Car la violence de l'État, au moins, est toujours bien là. La loi sur les Mesures d'Urgence de 1973 et celle sur la Prévention du Terrorisme de 1974, principales armes légales du gouvernement britannique pour faire la police dans la région et contrôler les Irlandais vivant en Grande-Bretagne, sont toujours en vigueur. Cette année encore, comme c'est le cas depuis plus de vingt ans, elles ont été reconduites sans état d'âme par le parlement de Londres.

D'où l'arrogante brutalité des forces de répression qui ne tient pas seulement à l'habitude mais surtout au fait qu'elles conservent tous les pouvoirs spéciaux qui leur avaient été donnés dans la période précédente au nom de la lutte contre le terrorisme. Les arrestations sans motif, la prison sans jugement et les procès sans jury restent monnaie courante.

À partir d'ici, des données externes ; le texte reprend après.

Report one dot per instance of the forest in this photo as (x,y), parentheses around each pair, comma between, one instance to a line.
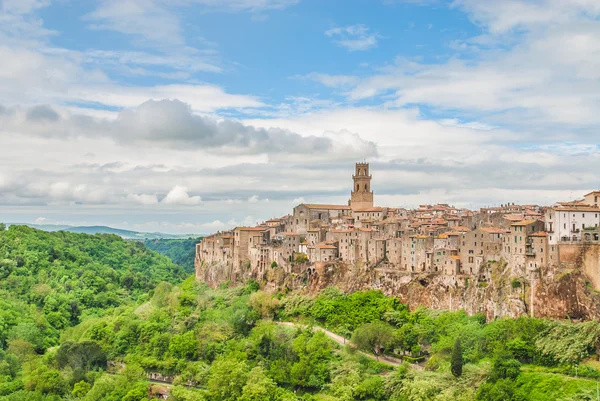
(95,317)
(180,251)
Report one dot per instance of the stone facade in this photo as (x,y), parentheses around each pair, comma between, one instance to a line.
(458,245)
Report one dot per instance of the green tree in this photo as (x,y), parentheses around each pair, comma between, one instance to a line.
(80,389)
(85,355)
(228,376)
(373,337)
(456,359)
(259,387)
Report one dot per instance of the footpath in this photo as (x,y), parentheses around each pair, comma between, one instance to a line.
(343,341)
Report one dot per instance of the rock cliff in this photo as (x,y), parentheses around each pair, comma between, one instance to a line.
(562,292)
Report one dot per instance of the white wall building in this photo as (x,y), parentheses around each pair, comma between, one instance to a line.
(566,221)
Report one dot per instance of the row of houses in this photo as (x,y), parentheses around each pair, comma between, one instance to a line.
(432,238)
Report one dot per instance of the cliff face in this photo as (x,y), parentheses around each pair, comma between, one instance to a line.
(562,292)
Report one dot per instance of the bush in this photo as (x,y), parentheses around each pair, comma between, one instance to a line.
(456,359)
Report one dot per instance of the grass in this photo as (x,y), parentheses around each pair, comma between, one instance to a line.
(542,386)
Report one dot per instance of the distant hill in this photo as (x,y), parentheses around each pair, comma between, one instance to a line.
(126,234)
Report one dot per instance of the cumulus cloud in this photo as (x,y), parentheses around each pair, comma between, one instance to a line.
(179,196)
(42,113)
(334,81)
(353,37)
(172,124)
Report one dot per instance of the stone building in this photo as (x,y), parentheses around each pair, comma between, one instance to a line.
(361,196)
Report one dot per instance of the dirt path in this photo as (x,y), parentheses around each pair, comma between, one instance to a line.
(342,341)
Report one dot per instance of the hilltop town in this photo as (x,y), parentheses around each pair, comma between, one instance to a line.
(433,240)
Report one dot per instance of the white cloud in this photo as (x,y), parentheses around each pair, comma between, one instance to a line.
(353,37)
(179,196)
(149,20)
(143,199)
(334,81)
(500,17)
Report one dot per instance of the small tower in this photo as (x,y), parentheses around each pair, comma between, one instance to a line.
(361,196)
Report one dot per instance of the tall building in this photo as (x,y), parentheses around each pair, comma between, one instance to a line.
(361,196)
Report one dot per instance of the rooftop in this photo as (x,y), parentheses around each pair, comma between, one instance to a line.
(524,222)
(324,206)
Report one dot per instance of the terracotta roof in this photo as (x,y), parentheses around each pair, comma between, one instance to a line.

Quatre cents soldats britanniques ont bien été rapatriés en mars, mais il en reste encore 18 000 sur tout le territoire et, dans les campagnes, l'armée reste omniprésente. Certes, les patrouilles de l'armée et les contrôles ont disparu du centre de Belfast. La petite bourgeoisie locale peut ainsi vaquer à ses occupations sans être importunée dans un centre des affaires de plus en plus luxueux. Mais dans l'agglomération de Belfast, une seule des 55 casernes de l'armée britannique, qui sont autant de tours d'observation servant à scruter les faits et gestes de la population, est aujourd'hui désaffectée. Si, dans les rues, l'armée britannique a été remplacée par la Police Royale d'Ulster (le RUC, composé à 90 % de protestants recrutés localement), peu de gens y voient une amélioration - le harcèlement et la fouille des passants, les descentes, rien n'a changé. La surveillance du public est toujours aussi étroite. A tout moment, on peut se voir intimer l'ordre d'expliquer qui l'on est, ce que l'on fait à tel endroit, de quoi on a parlé avec untel, etc.

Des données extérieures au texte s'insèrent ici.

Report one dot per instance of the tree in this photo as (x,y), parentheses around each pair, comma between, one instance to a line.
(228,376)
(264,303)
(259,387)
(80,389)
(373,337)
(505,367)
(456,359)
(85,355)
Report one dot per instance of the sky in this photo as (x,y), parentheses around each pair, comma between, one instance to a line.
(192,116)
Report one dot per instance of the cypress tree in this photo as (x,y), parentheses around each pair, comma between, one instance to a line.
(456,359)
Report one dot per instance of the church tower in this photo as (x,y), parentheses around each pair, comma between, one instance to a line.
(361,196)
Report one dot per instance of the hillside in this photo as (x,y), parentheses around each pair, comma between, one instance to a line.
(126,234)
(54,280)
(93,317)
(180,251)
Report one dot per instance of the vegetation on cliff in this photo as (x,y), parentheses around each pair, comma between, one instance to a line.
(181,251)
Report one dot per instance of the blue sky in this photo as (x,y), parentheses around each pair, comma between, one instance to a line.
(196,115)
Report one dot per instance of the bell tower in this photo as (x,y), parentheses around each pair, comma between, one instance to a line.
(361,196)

Bref, malgré le cessez-le-feu et le "processus de paix", l'état de siège reste de fait en vigueur en Irlande du Nord. La violence des groupes paramilitaires a peut-être pris fin, pour l'instant, mais la violence d'État, elle, n'a pas désarmé.

Vers une tension de la situation ?

Depuis le début du "processus de paix", on a assisté à des flambées de violence sporadiques dans les rues, aussi bien du côté catholique que protestant. Pendant les neuf premiers mois, ces émeutes ont surtout été le fait de groupes de jeunes réagissant contre le harcèlement systématique auquel se livrait le RUC, sous prétexte de lutte contre le trafic de drogue ou la petite délinquance. Sur le fond, ces émeutes n'étaient pas bien différentes de celles qui peuvent se produire dans les grands ensembles ouvriers en Grande-Bretagne ou en France. Les préjugés et réflexes de haine entre les deux communautés n'avaient certes pas disparu, mais ils n'en étaient ni la cause ni même un facteur significatif.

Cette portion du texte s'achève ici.